Now that winter is finally over, it’s time to consider shedding some of those excess clothes—as well as those excess pounds. Beginning this year, Washington Health System has begun offering gastric bypass surgery as well as sleeve gastrectomy and adjustable lap banding.

These surgeries are being performed by Geoffrey H. Wilcox, M.D., FACS, metabolic and bariatric surgery director at Heritage Valley Sewickley, and Michael D. Felix, M.D., FACS, metabolic and bariatric surgery director at Jefferson Regional Medical Center, Washington Health System, and St. Clair Hospital.

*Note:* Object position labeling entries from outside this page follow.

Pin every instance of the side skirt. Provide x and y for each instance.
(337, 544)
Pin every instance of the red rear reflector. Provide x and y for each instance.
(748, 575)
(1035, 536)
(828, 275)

“Bariatric surgery is recommended for those patients who are technically obese, which is defined by the government as having a BMI (body mass index) of greater than 40,” explained Dr. Wilcox, who added that most patients they see are approximately 100 pounds or more overweight. “Candidates might also have a BMI between 35 and 40 with co-morbidities and health problems such as sleep apnea, hypertension and diabetes.

“The main reason to have bariatric surgery is to get healthy; almost all of the patients we see suffer from other conditions including degenerative joint disease and diabetes,” he added. “Within the first month after the surgery, patients report having more energy, are no longer short of breath, and are able to do things like walk up the stairs again,” he added. “Within six months, many of them are able to stop taking their medications and they report that their knees no longer hurt.” On average, a person who has had gastric bypass surgery loses eight to 12 pounds a month during the first year.

Candidates at Washington Health System can choose from three different types of bariatric surgery. “Gastric bypass surgery has the most staying power and its data is the most reproducible,” said Dr. Wilcox. “Patients will lose approximately 70 percent of their excess weight, though some lose more. Sleeve gastrectomy is gaining in popularity, but I think that’s mainly because it doesn’t require as much experience on the part of the surgeon to perform this operation, so more of them are being done. To do gastric bypass laparoscopically takes a lot more training.”
Dr. Wilcox only recommends adjustable lap band for patients who are not candidates for either of the other surgeries because the weight loss is not as predictable. Both sleeve gastrectomies and gastric bypass surgeries work by limiting the amount of food a person can eat, though gastric bypass also has a malabsorption component which means that the body is not absorbing certain sugars, fats, proteins or vitamins.

While there are few surgical risks to gastric bypass, there are many benefits. “We’ve had patients who were taking four or five pills a day to treat their diabetes, and by the time they left the hospital, they didn’t need to take any medications,” said Dr. Wilcox. Most patients spend two days in the hospital after the surgery with 95 percent able to go home on the second day.